Go inside. Your furnace is working overtime just to warm your insulated house, let alone the great outdoors. But correctly sheltered and placed correctly sized heaters can make a deck comfortable on a cool winter night.
Do patio heaters work in the winter?
Yes, but only if sufficiently sized and will only raise the temperature a few degrees.
Gas patio heaters will generate heat more quickly than electrical, but in extreme cold, propane fuel will condense in the tank, slowing the fuel supply and lessening the heat of the flames.
Can you use a patio heater under a covered patio?
You can use electrical heaters under a covered patio, but gas heaters produce carbon dioxide—the silent killer.
Never use a flame heater inside an enclosed area.
Carbon dioxide is invisible and odourless; in the best-case scenario, you will get a headache before collapsing from lack of oxygen. Worst case, you will wake up dead. Only use an electric heater under a deck roof.
How much area does a patio heater cover?
You don’t actually need to heat the entire deck but the sitting area. Placing a heater in the centre or directed towards the sitting area creates a comfortable space to enjoy your deck.
Keep in mind a 3’x6’ table sitting six requires a space 8’ x 11’. A table heater needs to heat the entire length of the table area as the heat radiates out from the centre of the heater. A 5000 BTU heater will heat up to 6’ around the heater. Our table of six will need a 5000 BTU heater.

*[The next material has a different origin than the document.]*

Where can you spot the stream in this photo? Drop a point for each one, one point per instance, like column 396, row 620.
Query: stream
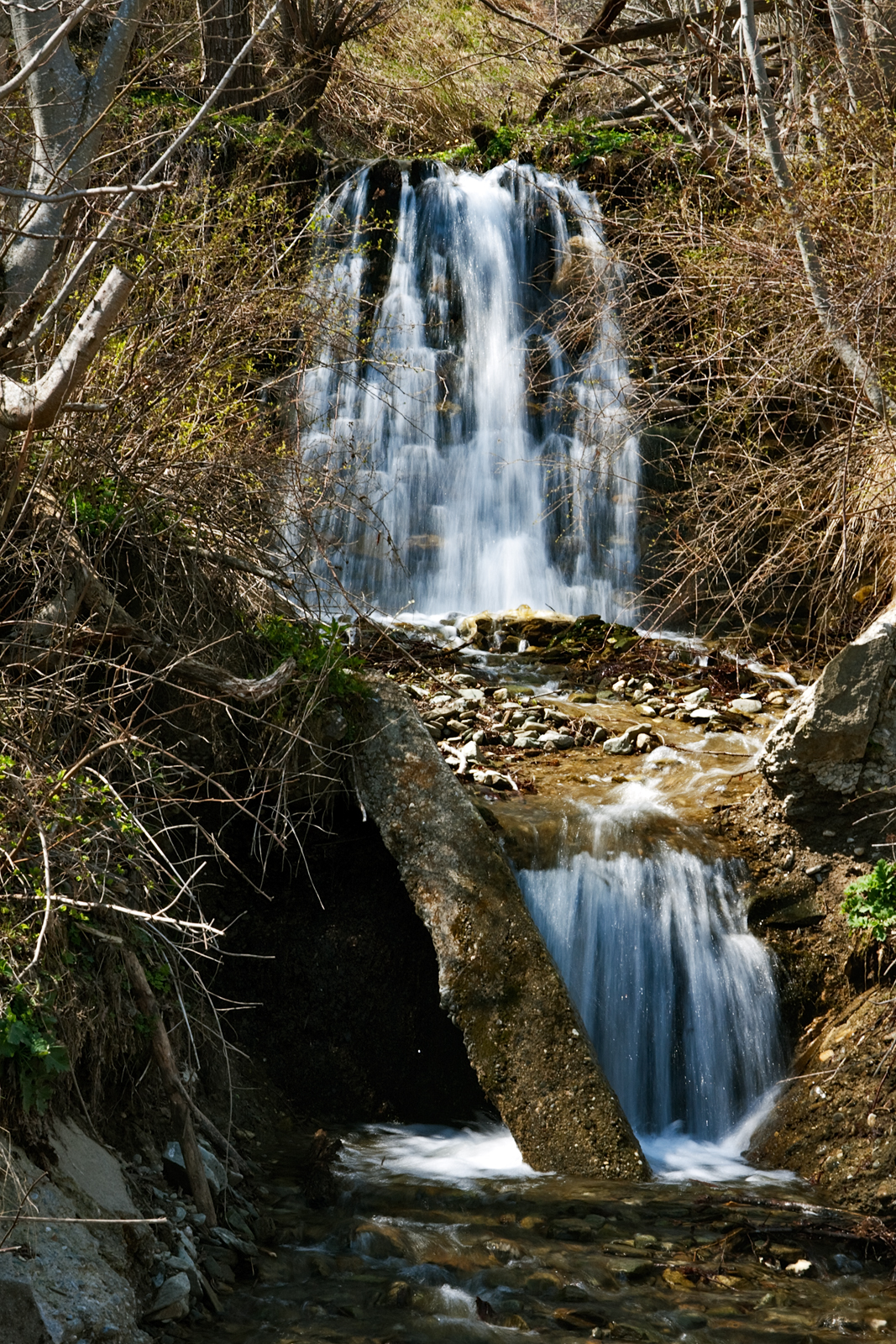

Roughly for every 1,000 additional BTUs adds 1’ of distance from the heater being heated. A 10000 BTU heater will heat up to 10’ around the heater. Over 10 000 BTUs heaters start to lose their effectiveness. Effective heating reduced to roughly ½ foot for every additional 1000 BTUs beyond the 10’ radius.
|BTUs of Patio Heater
|Effective Heating Distance
|Heated Deck Area
|100-150 sq. ft.
|150-250 sq. ft
|250-300 sq. ft.
|300-350 sq. ft.
|350-400 sq. ft.
|400-450 sq. ft.
|700-1,000 sq. ft.
|1,500-2,000 sq. ft
The further away from the heater you are, the more energy it requires to heat. Often making it more useful to heat your deck with multiply heaters as opposed to one large centre heater. Multiple well-placed heaters will better heat selected areas of the deck.
Stay warm, my friend and enjoy your deck all year long.